Journal Article

How and When Should NSAIDs Be Used for Preventing Post-ERCP Pancreatitis? A Systematic Review and Meta-Analysis 

Endoscopic Retrograde Cholangiopancreatography (ERCP) is a vital diagnostic and therapeutic procedure in the medical field that was developed in 1968. It is primarily used for evaluating and treating conditions affecting the biliary and pancreatic ducts, by insertion of an endoscope through the mouth and into the duodenum to access the bile ducts and pancreas. ERCP is valuable for diagnosing diseases such as gallstones, pancreatitis, and tumors, allowing for precise localization and tissue sampling. It also enables the removal of gallstones or the placement of stents to relieve obstructions. The most common complication post-ERCP is pancreatitis, followed by infection, bleeding, or perforation of the bile or pancreatic duct. A variety of medical and surgical strategies have been studied for reducing the risk of post-ERCP pancreatitis (PEP), with the most effective methods being temporary pancreatic duct stenting and rectal NSAID.

In a 2014 systematic review, researchers aimed to determine the most effective NSAID for preventing post-ERCP pancreatitis and identify specific patient populations and administration routes where NSAID usage could be superior. They conducted an extensive search across Scopus, Medline, Cochrane Library, and ISI Web of Knowledge to locate randomized control studies with primary outcomes focused on NSAID efficacy in preventing PEP. They also examined secondary outcomes, including the effectiveness of NSAIDs in reducing the severity of moderate-severe pancreatitis, adverse effects associated with NSAID use, the duration of hospitalization, and mortality rates. Among the 9 studies identified, the results revealed that a single rectal dose of either indomethacin or diclofenac, administered immediately before or after ERCP, significantly reduced the risk of pancreatitis in both high-risk and average-risk patients, regardless of whether a stent was placed.

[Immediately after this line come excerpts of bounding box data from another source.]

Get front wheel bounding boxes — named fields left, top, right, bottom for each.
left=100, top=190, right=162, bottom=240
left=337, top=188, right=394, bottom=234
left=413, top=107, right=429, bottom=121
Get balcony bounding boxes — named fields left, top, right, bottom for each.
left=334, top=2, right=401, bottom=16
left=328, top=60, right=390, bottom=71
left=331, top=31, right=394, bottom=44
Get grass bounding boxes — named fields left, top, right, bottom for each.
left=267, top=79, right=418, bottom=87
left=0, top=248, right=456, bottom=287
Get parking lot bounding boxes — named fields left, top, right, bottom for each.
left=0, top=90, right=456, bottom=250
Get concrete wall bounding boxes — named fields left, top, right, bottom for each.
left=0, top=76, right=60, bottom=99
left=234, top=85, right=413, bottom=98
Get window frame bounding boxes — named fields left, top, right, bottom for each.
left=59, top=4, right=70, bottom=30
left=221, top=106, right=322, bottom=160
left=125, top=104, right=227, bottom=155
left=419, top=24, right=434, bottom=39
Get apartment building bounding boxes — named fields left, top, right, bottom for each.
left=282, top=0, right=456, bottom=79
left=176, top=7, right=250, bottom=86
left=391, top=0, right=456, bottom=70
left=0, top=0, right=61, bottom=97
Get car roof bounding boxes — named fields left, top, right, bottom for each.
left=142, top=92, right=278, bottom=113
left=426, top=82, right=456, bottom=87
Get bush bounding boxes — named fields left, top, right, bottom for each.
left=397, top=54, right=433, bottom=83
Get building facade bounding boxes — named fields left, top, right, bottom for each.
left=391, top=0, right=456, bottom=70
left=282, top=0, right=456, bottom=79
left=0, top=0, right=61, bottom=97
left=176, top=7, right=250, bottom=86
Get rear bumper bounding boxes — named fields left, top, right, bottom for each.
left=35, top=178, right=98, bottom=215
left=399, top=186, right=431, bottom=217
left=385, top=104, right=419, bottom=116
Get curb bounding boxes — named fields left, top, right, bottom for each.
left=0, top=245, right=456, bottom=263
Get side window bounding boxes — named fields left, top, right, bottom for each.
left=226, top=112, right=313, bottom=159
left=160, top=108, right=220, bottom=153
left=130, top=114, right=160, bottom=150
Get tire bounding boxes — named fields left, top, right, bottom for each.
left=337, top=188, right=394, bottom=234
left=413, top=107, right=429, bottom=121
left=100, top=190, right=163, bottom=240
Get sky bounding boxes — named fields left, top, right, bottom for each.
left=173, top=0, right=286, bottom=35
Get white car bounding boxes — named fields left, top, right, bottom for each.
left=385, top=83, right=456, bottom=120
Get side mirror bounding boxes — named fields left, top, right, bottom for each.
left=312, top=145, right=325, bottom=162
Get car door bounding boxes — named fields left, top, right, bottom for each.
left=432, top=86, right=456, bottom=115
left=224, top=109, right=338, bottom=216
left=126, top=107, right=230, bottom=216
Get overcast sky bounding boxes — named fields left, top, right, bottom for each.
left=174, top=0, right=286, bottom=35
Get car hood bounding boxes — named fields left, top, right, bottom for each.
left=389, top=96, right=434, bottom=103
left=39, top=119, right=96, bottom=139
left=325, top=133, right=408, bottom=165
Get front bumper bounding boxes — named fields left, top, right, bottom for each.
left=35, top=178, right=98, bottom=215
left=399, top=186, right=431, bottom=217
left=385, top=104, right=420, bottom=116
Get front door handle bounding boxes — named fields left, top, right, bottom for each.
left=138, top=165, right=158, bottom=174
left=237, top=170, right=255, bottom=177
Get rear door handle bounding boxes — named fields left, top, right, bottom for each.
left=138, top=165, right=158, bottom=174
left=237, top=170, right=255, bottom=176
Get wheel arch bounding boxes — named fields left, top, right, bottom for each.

Specifically, the incidence of pancreatitis was 7.4% (80 out of 1077 individuals) among those who received NSAIDs, compared to 14.6% (154 out of 1056 individuals) among those who did not, resulting in a reported risk ratio of 0.51 and a number needed to treat of 14. Analyzing the secondary outcomes, it was found that both indomethacin and diclofenac statistically lowered the risk and severity of pancreatitis, with the rectal route proving to be the only effective route compared to other administration routes like oral and intramuscular. While a decrease in hospital stay was observed in some studies, further investigations are required to confirm this association. Notably, the researchers also observed that these results were not statistically significant for males and the elderly; however, this discrepancy may be attributed to the limited sample sizes in some of the studies.  

The findings of this study provide evidence that the safe administration of rectal NSAIDs before or immediately after ERCP effectively reduces the risk of post-operative pancreatitis. Remarkably, this benefit extends to individuals of all risk profiles, regardless of whether a stent was inserted during the procedure. The comparable efficacy observed in cases with and without stent placement suggests that this approach could offer a cost-effective strategy for preventing PEP.  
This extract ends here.